Hello everyone, welcome back from the Holiday craze.
Sing this: "Andy Partridge in a pear tree."
Driving back to Northampton on a late-night Giftmas Eve I found an old XTC cassette tape in my car and listened to English Settlement. Great music to accompany the thinly populated roads.
One present that I received the other day was the DVD of both full Live Aid concerts and the Band Aid / U.S. for Africa videos.
Upon watching a good part of the first disc, two things became apparent to me.
1.) We Are The World is better than I had remembered and all the people who sing on it, are really good singers. Especially Cindy Lauper. Awesome. (Band Aid featured no females).
2.) In recent years, I haven't seen any musicians really kind of put themselves out there in any kind of "real" way. What do I mean?
Well, there is one point, for example in the Live Aid concert, where Phil Collins comes out to play piano and sing Against All Odds. He clearly is kind of nervous about doing so, he even says, before starting, something like, let's see if I can make it through this. He does fine, one little piano missnote - accompanied by a pained grimmace. Then he and Sting do a version of Every Breath You Take that includes some sour notes here and there.
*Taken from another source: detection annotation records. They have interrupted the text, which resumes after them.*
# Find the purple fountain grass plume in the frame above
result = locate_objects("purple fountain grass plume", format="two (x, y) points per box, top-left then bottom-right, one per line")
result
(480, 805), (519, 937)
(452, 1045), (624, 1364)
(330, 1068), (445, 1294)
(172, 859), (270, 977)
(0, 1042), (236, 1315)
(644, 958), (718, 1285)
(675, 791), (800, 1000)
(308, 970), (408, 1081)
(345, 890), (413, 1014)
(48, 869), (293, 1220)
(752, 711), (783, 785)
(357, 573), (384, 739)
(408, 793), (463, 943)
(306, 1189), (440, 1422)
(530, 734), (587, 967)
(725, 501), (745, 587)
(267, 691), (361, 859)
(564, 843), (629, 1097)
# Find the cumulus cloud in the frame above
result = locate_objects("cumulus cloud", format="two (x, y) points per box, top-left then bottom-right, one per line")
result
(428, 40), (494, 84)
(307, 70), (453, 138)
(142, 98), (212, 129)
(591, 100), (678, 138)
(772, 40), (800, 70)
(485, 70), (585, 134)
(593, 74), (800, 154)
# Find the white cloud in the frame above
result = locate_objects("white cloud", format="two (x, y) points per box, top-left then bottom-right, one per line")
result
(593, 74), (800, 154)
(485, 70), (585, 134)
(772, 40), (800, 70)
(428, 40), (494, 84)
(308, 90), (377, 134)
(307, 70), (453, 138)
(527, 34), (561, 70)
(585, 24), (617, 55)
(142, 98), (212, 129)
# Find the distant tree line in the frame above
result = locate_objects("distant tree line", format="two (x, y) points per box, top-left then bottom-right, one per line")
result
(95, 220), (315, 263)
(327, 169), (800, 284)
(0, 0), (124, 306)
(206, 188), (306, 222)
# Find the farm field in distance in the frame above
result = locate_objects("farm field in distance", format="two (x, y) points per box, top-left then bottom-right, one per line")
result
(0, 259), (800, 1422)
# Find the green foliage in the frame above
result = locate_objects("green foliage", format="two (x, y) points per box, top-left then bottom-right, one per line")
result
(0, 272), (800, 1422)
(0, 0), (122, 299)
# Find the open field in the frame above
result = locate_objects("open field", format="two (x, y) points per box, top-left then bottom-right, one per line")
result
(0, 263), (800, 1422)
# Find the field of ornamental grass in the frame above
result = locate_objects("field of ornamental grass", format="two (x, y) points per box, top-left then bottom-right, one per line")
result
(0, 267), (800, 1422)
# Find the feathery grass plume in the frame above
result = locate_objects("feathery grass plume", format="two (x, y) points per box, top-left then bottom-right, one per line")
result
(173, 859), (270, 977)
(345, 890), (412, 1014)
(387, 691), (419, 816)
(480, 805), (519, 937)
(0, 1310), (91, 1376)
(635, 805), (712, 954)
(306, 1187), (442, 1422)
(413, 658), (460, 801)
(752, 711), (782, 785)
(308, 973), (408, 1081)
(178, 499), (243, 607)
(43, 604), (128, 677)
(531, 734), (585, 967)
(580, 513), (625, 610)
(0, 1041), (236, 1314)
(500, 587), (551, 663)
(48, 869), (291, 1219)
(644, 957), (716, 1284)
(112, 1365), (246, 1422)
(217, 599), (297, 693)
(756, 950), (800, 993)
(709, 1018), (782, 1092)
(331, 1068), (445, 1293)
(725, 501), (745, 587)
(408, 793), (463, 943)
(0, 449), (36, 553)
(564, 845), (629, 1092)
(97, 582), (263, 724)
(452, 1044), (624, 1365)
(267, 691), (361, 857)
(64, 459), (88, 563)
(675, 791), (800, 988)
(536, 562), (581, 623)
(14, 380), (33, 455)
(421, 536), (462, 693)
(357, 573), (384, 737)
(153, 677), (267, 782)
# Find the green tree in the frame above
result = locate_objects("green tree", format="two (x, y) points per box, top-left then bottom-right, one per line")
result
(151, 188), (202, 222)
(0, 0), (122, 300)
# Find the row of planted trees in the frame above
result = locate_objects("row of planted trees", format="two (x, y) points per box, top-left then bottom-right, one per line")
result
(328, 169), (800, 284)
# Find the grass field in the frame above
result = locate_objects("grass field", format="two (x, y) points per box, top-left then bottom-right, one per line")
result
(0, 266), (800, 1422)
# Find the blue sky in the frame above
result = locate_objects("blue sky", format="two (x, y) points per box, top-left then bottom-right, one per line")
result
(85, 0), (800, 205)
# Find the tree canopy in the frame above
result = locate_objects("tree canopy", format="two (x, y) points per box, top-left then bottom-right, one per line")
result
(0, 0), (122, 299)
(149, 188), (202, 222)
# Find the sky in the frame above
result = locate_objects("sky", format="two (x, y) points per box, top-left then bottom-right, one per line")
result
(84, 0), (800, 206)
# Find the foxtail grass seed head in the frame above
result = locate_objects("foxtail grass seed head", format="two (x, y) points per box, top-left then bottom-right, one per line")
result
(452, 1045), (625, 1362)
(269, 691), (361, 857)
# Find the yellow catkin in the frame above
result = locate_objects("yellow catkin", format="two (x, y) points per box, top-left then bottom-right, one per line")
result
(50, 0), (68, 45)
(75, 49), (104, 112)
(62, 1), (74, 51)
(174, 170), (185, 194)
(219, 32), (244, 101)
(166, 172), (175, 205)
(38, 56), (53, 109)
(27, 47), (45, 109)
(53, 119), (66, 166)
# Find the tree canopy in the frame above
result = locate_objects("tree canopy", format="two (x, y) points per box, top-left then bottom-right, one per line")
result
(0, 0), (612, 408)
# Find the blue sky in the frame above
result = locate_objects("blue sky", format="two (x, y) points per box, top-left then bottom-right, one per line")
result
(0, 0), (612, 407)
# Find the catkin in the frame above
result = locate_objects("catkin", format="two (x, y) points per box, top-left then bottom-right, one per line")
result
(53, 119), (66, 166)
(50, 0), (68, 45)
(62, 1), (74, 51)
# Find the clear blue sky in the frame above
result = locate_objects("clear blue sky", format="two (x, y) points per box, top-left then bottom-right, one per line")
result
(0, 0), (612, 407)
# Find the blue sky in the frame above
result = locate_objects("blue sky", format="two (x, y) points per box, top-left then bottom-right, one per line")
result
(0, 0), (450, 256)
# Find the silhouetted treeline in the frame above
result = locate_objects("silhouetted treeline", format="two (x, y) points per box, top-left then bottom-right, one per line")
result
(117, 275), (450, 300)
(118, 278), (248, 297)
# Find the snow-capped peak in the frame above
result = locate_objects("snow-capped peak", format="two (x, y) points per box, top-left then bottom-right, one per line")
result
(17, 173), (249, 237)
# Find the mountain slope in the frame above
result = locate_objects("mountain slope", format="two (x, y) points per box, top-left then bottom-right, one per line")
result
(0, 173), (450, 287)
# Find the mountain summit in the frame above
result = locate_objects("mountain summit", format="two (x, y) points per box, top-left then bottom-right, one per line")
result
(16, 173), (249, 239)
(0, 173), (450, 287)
It was great. But, doesn't it seem like you would never see this kind of thing these days? Doesn't it seem like the current stars of music would never allow themselves to be portrayed in any way that would make them seem merely human? Can you imagine anyone from today's hit factories who would step out on a stage in front of all those people and tv cameras and perform anything that wasn't totally worked over and over and choreographed? I can't.
Who ever would have thought that we would be reminiscent of the "human-ness" of the music of the eighties?!?! Sheesh, what has become of us?